Every organization has goals to be met. The possibility of achieving these goals depends on employee efficiency and the strategies put in place. Recently, we’ve seen companies use the Pareto Principle (80/20 Rule) or the Objective & Key Result (OKR) approach. The question is, “can you combine both strategies to accomplish an organization’s mission?” Let’s find out in this article.
What is the 80/20 Rule?
The 80/20 Rule (also known as The Pareto Principle/The Law of the Vital Few/The Principle of Factor Sparsity) is a concept that revolves around business and management. It is not a mathematical principle; however, it determines and focuses on projects with the most impact on productivity. It simply states that nearly 80% of aftermaths (or effects) are from 20% of causes.
The 80/20 Rule allows business owners to prioritize what is most important in their organization for the best productivity or performance. In short, this principle will help manage business efforts effectively.
How to Use the 80/20 Rule?
The 80/20 Rule is often used in business and management but can also be applied in other sectors. It is a principle that focuses on utilizing your efforts for the best output, which is clearly what most industries look forward to. Below are ways to use this rule.
- Business Productivity and Efficiency
When there are a series of tasks, employees are saddled with working on a project with the highest impact. The 80/20 Rule can help them determine which task has the highest potential for productivity. Besides, the choice will be after considering some important factors, such as budget, collaboration, and risks.
- Quality Control (QC)
Another way the 80/20 rule works is in Quality Control, involving the Six Sigma Methodology. It gives an insight into collected data and allows analysts to focus on the most important ones.
The Pareto Principle also aids decision-making. It helps identify challenges, so an organization can decide on a strategy to overcome them. This strategy sometimes often involves identifying the challenge with the most risk and developing a plan to solve it before the others.

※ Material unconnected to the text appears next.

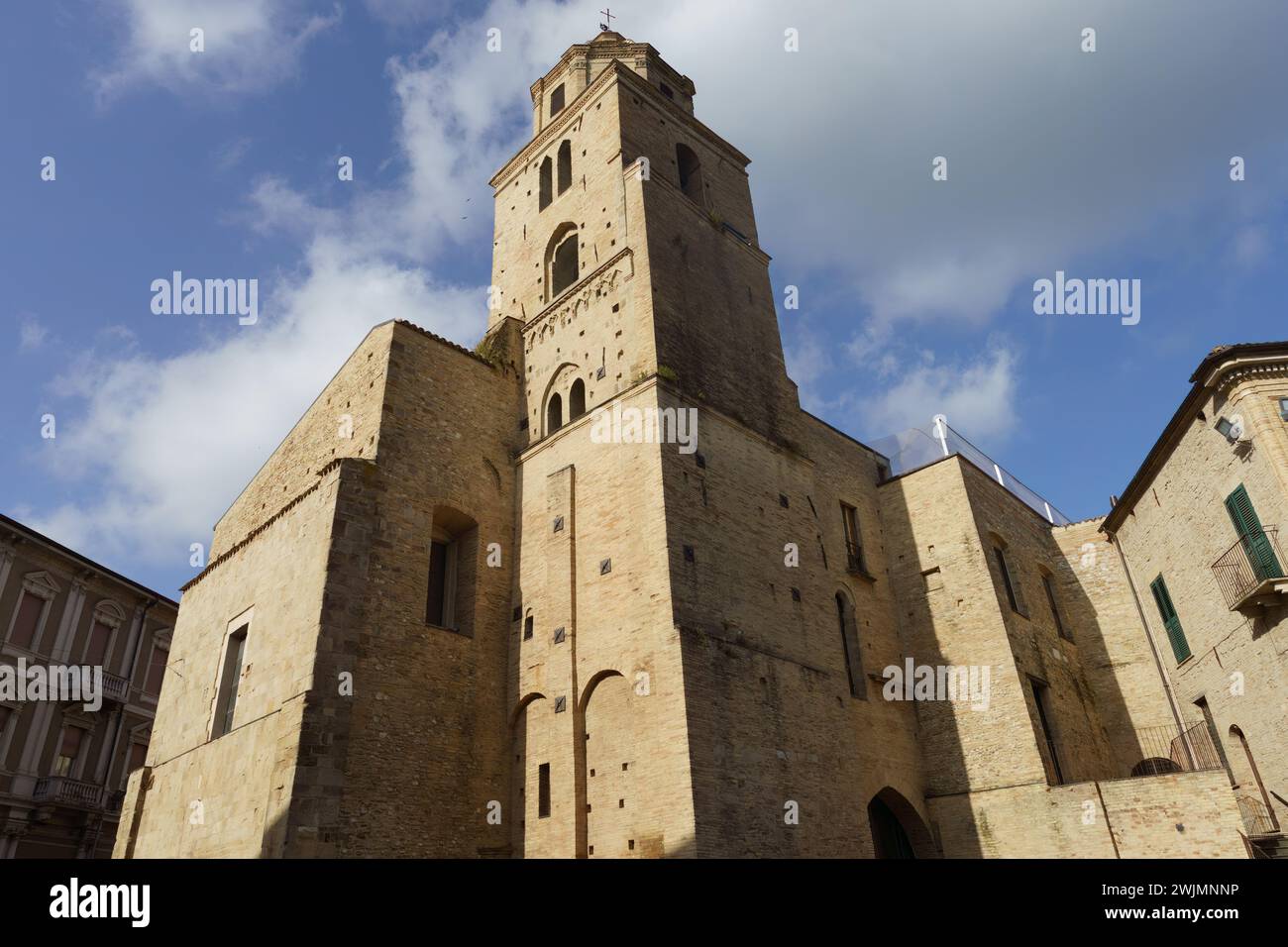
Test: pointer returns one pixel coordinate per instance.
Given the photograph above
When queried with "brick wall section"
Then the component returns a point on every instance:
(1124, 818)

How Can We Link the 80/20 Rule with OKRs?
Objective & Key Result (OKR) is a strategy companies use to review and evaluate their goals and develop plans to execute projects for success. An OKR plan often has three to five aims/objectives and is targeted at focusing on what is most important for increased productivity.
There is a direct link between the 80/20 Rule and the OKRs through the concept of KPI.

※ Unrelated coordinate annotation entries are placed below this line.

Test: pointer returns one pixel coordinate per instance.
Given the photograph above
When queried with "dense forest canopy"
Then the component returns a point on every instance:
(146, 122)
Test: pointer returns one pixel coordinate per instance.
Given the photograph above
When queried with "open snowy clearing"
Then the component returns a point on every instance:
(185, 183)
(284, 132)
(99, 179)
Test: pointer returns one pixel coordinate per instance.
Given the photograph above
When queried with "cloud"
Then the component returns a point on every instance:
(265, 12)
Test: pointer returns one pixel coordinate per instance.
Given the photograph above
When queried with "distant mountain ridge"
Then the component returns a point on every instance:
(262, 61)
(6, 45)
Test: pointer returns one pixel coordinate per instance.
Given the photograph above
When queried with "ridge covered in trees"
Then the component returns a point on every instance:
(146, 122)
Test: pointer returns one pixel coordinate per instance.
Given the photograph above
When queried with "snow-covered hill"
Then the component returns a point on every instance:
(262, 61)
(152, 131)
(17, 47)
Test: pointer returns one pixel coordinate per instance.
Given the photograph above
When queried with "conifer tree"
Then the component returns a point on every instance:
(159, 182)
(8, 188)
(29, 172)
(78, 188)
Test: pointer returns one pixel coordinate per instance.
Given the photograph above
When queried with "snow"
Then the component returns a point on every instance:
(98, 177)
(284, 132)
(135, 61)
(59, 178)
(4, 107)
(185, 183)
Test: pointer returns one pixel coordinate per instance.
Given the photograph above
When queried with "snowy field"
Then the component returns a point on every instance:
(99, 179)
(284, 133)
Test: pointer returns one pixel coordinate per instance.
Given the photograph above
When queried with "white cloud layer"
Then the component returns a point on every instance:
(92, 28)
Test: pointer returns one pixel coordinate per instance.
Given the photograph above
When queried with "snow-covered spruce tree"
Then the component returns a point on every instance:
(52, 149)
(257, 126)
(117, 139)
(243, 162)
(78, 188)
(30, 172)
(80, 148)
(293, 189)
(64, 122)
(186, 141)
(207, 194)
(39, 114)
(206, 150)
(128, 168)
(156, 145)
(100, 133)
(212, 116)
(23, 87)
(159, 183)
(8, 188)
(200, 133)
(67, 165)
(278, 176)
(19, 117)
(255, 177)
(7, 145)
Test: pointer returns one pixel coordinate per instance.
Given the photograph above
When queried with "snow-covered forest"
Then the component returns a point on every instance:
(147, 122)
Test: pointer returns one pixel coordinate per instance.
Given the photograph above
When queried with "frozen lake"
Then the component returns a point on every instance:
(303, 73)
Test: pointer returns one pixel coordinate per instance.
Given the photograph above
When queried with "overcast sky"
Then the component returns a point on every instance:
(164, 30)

Usually, 80% of the time spent in building an organization is the KPI and reflects every operational effort of employees. It can be used in individual assessment. On the other hand, 20% of time spent on developing an organization is the OKR, and it reflects the strategies used by the team. So, while the KPI and OKR are two different concepts, the 80-20 Rule links them.
In short, OKRs use a basic 80-20 principle for business productivity.
Advantages of Using OKRs & 80/20 Rule Together
OKRs and the 80-20 Rule are two techniques often used in business and economics. They are connected, which means there are benefits to using them together. Here are some advantages to know:
- The two phenomena help businesses focus on high-impact tasks for growth, efficiency, and daily productivity.
- Both techniques help determine what is expected from employees regarding goals and mission. With clear priorities, everyone knows exactly what to do.
- They allow an organization’s team to develop collaborative strategies for success.
- These techniques improve employee engagement through individual contribution.
- The 80/20 increases metrics by prioritizing strategies, while OKR increases value creation by focusing on results.
Is It Worth Using the 80/20 Rule and OKRs Together?
The Pareto Principle and the 80/20 Rule are unique techniques with the same mission. They focus on helping companies develop more interest in their goals by focusing on activities or tasks with the highest-rewarding potential. Combining both methods is definitely a great idea.
Many companies have struggled with working efficiently and staying focused on certain initiatives. And while there are different teams or a team of individuals working hand-in-hand to fulfill the organization’s goals, there is only little success when the right strategies are not applied. So far, the 80/20 Rule and the OKR have been great for businesses that have used them independently. However, this article has shown what to expect if combined together. Work on this strategy and see the impact on your company’s daily productivity.